LIGHT UP THE NIGHT Harvard psychology professor Steven Pinker was the featured speaker at last night's Literary Lights event, which celebrated the region's exceptional literary talent. Authors honored last night included Noam Chomsky, Ada Louise Huxtable, Bill McKibben, Michael Ignatieff, Jorie Graham, and Amy Bloom, the only one on the roster who's written about female-to-male transsexualism.
FOOD FOR THOUGHT Writer and prodigious eater R.W. Apple Jr. was in town the other night and drew quite a crowd at Hamersley's Bistro. Celebrating the publication of his new book, ''Apple's America: The Discriminating Traveler's Guide to 40 Great Cities in the United States and Canada," the New York Times scribe chatted with chefs Jasper White, Ana Sortun, Jody Adams, Ian Just, Barbara Lynch, and Lydia Shire.

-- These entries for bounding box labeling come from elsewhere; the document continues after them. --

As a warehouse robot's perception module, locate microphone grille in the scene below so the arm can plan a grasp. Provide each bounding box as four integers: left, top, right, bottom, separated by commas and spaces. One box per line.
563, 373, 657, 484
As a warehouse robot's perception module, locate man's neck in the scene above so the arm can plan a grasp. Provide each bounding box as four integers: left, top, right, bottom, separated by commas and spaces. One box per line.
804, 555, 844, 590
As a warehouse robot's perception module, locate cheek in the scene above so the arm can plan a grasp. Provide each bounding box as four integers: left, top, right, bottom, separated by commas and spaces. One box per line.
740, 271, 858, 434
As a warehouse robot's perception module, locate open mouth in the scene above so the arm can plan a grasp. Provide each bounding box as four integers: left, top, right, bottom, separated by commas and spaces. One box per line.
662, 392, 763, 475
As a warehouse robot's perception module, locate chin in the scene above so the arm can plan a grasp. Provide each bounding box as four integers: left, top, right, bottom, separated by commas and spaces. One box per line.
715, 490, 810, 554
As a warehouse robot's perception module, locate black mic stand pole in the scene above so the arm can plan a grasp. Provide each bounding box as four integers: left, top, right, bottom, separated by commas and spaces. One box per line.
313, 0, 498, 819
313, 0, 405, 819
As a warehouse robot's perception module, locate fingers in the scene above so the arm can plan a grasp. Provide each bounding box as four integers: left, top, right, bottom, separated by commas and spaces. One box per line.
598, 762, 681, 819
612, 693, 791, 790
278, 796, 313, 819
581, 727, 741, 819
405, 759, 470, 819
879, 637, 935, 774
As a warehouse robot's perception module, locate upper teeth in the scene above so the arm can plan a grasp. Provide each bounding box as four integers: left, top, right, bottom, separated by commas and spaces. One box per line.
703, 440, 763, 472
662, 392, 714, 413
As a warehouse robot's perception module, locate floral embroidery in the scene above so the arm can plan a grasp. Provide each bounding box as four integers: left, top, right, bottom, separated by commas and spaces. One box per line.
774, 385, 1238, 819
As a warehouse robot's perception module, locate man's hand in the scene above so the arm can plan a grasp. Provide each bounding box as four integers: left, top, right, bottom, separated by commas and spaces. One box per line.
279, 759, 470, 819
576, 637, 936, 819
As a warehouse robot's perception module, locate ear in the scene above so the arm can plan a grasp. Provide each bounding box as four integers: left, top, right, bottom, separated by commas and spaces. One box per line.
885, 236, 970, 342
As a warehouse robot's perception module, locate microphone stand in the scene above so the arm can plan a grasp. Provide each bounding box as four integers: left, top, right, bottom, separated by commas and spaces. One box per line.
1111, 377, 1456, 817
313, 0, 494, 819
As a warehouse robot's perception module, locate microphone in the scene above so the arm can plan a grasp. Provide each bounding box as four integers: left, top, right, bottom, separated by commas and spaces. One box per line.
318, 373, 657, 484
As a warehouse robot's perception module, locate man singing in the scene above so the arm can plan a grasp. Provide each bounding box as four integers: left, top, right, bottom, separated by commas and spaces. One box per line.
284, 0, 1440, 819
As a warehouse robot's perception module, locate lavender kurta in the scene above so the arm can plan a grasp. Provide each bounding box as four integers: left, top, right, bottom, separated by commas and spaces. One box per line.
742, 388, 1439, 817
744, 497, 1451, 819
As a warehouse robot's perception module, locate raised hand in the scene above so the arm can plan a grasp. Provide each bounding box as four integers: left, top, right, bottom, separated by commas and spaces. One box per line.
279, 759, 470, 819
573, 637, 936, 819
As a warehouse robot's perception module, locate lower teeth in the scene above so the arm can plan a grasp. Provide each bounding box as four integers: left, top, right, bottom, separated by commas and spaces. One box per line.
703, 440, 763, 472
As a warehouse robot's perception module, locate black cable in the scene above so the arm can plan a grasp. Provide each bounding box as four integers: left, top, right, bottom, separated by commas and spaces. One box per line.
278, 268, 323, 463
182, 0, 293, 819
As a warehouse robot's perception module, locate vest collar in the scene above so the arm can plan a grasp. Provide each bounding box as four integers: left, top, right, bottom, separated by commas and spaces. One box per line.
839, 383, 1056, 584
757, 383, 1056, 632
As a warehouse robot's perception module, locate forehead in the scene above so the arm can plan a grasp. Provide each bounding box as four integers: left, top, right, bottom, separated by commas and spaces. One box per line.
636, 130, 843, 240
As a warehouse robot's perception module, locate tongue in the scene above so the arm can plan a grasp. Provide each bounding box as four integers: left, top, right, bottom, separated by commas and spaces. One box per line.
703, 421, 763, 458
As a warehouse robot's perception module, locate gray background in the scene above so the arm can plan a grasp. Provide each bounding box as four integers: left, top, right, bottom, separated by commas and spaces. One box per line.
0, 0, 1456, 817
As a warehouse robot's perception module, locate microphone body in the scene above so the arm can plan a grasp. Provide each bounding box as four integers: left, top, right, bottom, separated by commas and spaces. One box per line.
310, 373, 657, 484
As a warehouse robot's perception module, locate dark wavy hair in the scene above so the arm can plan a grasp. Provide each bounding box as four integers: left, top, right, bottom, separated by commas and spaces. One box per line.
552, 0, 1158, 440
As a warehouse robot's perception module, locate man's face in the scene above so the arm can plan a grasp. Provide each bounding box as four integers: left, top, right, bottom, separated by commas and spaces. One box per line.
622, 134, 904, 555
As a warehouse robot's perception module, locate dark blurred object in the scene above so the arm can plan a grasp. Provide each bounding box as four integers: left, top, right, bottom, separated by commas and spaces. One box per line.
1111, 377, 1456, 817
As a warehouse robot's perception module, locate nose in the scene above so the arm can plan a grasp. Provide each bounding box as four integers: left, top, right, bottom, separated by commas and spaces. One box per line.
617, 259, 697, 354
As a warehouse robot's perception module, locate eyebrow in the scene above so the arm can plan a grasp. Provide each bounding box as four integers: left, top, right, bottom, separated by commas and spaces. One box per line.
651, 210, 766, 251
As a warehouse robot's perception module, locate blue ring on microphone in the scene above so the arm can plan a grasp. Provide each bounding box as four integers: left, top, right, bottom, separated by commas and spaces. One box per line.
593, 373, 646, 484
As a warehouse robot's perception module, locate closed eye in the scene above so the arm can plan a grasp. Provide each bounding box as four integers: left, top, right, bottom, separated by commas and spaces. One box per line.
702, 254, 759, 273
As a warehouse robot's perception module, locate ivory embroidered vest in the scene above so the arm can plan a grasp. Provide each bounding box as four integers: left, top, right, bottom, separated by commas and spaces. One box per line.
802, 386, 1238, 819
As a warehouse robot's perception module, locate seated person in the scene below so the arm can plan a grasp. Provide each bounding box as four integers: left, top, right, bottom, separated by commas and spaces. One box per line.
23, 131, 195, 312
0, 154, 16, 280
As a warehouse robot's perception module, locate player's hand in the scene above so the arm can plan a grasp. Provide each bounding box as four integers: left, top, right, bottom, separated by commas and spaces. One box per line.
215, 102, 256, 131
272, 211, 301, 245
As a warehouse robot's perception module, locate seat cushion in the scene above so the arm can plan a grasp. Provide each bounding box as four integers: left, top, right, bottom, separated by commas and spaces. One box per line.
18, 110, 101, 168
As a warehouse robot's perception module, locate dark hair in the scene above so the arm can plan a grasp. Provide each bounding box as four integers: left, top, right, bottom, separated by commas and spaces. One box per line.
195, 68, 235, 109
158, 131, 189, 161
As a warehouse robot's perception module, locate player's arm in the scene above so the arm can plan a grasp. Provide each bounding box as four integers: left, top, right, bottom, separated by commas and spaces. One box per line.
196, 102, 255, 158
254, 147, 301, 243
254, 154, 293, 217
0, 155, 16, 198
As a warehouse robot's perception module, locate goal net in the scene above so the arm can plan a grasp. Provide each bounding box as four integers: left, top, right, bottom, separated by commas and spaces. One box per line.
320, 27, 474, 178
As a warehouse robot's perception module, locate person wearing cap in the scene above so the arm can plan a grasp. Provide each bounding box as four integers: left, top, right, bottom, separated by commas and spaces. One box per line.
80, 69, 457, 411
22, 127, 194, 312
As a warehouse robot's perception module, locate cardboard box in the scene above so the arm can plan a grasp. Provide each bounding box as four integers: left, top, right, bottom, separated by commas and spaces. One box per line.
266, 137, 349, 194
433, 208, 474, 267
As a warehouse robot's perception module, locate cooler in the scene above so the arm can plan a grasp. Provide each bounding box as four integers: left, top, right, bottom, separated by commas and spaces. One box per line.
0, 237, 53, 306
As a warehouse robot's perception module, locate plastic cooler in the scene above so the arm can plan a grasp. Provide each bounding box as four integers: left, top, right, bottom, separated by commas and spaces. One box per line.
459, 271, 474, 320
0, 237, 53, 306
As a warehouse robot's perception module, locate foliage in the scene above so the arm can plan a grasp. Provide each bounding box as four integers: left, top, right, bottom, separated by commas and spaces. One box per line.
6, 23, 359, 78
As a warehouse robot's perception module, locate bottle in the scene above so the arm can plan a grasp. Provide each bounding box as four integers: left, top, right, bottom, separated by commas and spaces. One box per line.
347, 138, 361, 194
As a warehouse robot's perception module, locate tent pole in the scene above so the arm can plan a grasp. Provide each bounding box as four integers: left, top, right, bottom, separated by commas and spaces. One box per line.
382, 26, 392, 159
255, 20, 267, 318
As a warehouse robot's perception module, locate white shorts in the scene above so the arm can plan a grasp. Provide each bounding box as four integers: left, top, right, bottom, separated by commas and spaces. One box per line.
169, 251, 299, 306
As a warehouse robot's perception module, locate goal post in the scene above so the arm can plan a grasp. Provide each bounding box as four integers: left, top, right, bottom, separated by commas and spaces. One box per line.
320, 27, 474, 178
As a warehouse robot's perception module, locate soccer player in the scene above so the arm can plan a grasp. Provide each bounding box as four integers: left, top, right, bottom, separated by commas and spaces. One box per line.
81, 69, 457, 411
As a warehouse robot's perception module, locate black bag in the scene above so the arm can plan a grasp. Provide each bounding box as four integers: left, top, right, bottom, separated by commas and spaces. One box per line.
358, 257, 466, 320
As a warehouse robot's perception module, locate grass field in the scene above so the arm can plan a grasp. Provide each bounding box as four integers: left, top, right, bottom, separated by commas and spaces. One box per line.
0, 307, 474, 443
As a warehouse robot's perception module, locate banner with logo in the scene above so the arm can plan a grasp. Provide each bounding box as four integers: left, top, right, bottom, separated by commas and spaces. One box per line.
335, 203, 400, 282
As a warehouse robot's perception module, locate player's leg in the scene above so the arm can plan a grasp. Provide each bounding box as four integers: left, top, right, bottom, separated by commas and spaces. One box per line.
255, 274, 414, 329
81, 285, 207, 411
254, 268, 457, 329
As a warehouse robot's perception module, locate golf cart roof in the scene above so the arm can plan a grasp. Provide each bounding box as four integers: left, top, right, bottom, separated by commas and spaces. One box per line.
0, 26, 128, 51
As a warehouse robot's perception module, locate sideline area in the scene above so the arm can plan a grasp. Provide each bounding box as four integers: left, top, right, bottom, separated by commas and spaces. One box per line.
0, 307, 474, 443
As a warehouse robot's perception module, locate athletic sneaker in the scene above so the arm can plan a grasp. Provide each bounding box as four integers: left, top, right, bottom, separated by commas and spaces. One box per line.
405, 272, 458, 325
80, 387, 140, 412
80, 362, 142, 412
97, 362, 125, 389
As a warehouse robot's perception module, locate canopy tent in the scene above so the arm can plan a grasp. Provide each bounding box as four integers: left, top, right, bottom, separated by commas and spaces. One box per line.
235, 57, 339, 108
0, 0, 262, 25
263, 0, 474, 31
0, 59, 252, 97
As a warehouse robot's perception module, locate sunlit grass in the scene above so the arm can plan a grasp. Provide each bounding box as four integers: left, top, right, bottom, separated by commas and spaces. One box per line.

GREEN THUMBS UP The New York Botanical Garden, one of the world's great plant research and education centers, has a new director, and she's Kim Tripp, former director of the excellent botanic garden at Smith College. Tripp, who did her postdoctoral work at the Arnold Arboretum of Harvard University, has been VP for Horticulture and the Living Collections at the New York Botanical Garden since 1999.
OUT AND ABOUT Recovered from a serious bout of the flu, former mayor Kevin White lunched yesterday at Ciao Bella on Newbury Street and was greeted by well-wishers. We're told White's wife, Kathryn, remains at Massachusetts General Hospital, where she's being treated for pneumonia.